The iCELLis system has addressed the scale-up challenge by creating a scale-up strategy, which resembles the tactics used for scaling up chromatographic separations. The smallest units in the family—the iCELLis nano system—range from 0.53 to 4m² in surface area [Image 4], while the large-scale bioreactors measure 66 to 500m². Importantly, the media linear velocity and fixed-bed height are maintained throughout the different-sized systems, with just the bed diameter increasing, from 5cm in the smallest unit, to 71cm in the largest. Cell density can be monitored via a biomass probe at the large or Nano scale.
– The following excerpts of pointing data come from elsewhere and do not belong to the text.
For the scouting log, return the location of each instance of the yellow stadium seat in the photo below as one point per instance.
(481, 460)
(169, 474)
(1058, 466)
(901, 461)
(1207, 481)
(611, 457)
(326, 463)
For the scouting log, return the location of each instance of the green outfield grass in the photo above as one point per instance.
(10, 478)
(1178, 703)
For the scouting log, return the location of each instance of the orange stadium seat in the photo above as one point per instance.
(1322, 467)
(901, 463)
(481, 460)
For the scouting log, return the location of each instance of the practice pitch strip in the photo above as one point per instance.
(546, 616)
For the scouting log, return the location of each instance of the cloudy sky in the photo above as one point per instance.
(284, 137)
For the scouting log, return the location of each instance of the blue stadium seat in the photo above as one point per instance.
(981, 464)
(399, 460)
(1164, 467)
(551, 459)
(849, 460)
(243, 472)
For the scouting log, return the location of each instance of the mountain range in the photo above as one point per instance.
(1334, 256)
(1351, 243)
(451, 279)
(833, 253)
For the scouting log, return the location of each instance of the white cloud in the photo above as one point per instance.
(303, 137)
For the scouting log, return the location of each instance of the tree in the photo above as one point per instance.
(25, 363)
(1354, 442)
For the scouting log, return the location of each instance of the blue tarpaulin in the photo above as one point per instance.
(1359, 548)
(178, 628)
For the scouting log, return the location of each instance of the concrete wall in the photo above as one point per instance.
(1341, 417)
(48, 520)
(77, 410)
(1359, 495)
A further advantage is the reduced amount of material required for the initial seeding. This can be significant—anywhere between a two- to a 10-times reduction from traditional 2D supports. This lower volume is possible because the design of the iCELLis system allows the number of cells/cm² at inoculation to be reduced while the cell count per ml is maintained. High cell concentrations can be created in fixed-bed bioreactors like this because of their high oxygenation capacity; typical figures for iCELLis range from 30 million to 200 million cells per ml of fixed bed.
Reduction in Labor Requirements and Capital Investment
Another challenge in adherent cell-based manufacturing are the significant labor requirements. Labor requirements in 2D systems can be quite high, with several operators needed to run a production-scale operation where scaling up means adding many more bottles. In addition the larger footprint becomes an issue because a significant capital investment is required to install the multiple incubators and biosafety cabinets needed to house very large numbers of roller bottles. In addition adequate space needs to be obtained to accommodate a significantly larger manufacturing footprint.
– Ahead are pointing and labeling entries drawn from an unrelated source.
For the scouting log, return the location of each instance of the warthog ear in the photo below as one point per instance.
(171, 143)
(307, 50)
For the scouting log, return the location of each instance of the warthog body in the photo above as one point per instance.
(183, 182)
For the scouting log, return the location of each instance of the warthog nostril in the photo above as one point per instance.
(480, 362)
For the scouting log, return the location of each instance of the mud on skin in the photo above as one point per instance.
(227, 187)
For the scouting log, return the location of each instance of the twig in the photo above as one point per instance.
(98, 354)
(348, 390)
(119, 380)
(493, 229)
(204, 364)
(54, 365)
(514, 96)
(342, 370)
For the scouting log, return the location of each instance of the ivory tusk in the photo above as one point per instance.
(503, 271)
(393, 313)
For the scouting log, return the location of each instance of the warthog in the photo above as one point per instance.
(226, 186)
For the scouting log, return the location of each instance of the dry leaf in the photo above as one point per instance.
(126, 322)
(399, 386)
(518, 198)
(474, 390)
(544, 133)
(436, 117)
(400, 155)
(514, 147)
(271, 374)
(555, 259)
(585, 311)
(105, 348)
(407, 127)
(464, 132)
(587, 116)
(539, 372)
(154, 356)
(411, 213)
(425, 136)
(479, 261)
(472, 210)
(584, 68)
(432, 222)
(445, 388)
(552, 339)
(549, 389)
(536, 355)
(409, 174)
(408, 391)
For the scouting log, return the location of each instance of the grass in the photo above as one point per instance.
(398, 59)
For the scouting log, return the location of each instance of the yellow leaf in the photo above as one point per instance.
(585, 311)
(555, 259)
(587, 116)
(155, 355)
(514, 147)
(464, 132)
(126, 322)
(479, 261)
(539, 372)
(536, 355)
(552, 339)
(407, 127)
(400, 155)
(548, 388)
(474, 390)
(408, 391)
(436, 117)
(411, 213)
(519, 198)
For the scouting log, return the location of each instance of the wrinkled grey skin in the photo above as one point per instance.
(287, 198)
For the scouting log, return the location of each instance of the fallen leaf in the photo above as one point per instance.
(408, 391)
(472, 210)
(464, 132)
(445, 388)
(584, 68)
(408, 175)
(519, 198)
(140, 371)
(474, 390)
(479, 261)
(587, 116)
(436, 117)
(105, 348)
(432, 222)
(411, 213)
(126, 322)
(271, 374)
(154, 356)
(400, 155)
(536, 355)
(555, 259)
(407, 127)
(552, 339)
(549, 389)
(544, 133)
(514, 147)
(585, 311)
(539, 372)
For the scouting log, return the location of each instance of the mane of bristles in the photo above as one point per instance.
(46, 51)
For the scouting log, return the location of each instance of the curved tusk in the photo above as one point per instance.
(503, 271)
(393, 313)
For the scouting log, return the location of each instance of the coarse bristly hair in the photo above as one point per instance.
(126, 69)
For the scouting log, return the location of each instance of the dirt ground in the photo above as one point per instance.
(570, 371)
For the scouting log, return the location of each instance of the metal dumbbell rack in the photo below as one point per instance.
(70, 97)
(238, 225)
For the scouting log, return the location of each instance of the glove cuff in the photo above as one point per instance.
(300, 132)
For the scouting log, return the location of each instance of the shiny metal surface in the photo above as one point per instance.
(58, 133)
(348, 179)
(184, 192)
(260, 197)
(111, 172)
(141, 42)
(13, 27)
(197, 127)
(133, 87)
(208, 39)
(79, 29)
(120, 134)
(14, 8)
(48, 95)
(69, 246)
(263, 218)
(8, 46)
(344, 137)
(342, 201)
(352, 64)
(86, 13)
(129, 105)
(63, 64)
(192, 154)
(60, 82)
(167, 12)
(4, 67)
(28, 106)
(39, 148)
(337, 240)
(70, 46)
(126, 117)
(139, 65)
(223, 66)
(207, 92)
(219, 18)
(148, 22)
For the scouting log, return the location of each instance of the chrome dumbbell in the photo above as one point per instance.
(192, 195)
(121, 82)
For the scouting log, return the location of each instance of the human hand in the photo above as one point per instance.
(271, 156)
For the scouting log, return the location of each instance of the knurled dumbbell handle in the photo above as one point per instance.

In contrast, with the iCELLis unit, only one or two operators are required for operation. Plus its smaller footprint has a big impact, too—one iCELLis unit, including its controller and feed-in and feed-out tank, will fit into a 6m² space. This allows for manufacturing expansion without the need to increase the existing manufacturing footprint or incur additional capital expenditures.
Although the footprint required for a stirred tank reactor containing microcarriers is much lower, the requirement for preparing and sterilizing those microcarriers adds to the time it takes to prepare the manufacturing process. Perfusion is also much more time-consuming, because it involves media exchange using gravity to settle the microcarriers within the bioreactor, or an external perfusion device that also requires sterilization. The extremely long time it typically takes to develop the process is, in large part, a result of the difficulty in identifying the optimum conditions in terms of shear stress.
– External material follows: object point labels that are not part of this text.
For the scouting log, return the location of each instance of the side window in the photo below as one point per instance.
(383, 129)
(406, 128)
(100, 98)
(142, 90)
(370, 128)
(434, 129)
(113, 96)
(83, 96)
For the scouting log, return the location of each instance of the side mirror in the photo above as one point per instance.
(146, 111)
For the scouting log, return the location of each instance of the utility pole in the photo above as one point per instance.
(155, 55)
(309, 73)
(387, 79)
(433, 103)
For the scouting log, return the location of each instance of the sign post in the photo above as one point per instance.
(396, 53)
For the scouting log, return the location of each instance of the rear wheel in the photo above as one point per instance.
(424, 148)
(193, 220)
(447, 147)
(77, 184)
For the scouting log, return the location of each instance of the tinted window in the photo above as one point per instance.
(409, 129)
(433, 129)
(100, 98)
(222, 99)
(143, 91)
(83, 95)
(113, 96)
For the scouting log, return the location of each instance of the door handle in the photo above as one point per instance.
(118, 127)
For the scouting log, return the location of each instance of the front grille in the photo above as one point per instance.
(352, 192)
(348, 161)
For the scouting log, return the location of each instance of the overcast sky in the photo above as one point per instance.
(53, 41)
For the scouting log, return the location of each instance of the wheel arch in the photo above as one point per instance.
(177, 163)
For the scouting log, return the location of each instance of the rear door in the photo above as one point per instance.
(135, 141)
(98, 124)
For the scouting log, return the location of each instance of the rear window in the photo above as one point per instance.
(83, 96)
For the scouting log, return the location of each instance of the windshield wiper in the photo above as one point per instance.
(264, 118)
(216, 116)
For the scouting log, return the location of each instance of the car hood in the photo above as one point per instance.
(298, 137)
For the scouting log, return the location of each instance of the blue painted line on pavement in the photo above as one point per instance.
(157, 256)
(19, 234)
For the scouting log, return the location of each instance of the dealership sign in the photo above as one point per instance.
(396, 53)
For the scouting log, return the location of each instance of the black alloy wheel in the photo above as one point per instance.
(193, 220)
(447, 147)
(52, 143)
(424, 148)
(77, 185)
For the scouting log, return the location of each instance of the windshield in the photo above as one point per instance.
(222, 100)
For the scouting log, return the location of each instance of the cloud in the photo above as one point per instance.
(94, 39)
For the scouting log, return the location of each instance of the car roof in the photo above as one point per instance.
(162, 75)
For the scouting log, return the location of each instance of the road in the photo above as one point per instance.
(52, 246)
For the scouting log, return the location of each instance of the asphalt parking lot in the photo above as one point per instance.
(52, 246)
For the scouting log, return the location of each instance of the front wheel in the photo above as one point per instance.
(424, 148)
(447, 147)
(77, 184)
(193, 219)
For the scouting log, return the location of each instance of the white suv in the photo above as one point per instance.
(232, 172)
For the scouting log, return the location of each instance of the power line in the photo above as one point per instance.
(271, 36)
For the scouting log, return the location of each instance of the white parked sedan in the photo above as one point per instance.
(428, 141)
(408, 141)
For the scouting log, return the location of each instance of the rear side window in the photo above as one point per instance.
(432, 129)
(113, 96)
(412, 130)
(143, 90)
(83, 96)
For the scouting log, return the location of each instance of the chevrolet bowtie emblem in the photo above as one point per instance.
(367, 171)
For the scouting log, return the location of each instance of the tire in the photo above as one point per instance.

By circulating media using a magnetic drive impeller, low shear stress and high cell viability is maintained with the iCELLis. The fact that the iCELLis is a disposable system significantly cuts cleaning and sterilizing time investments.
A disposable fixed-bed device such as iCELLis therefore offers the perfect balance between efficiency, development time and reduction in the overall cost of production, once the optimal process conditions are identified. Ultimately, disposable fixed-bed manufacturing equipment allows development timelines to be reduced, thus speeding up time-to-market for vaccines and other products made via adherent cell culture, while optimizing the cost effectiveness of the manufacturing process.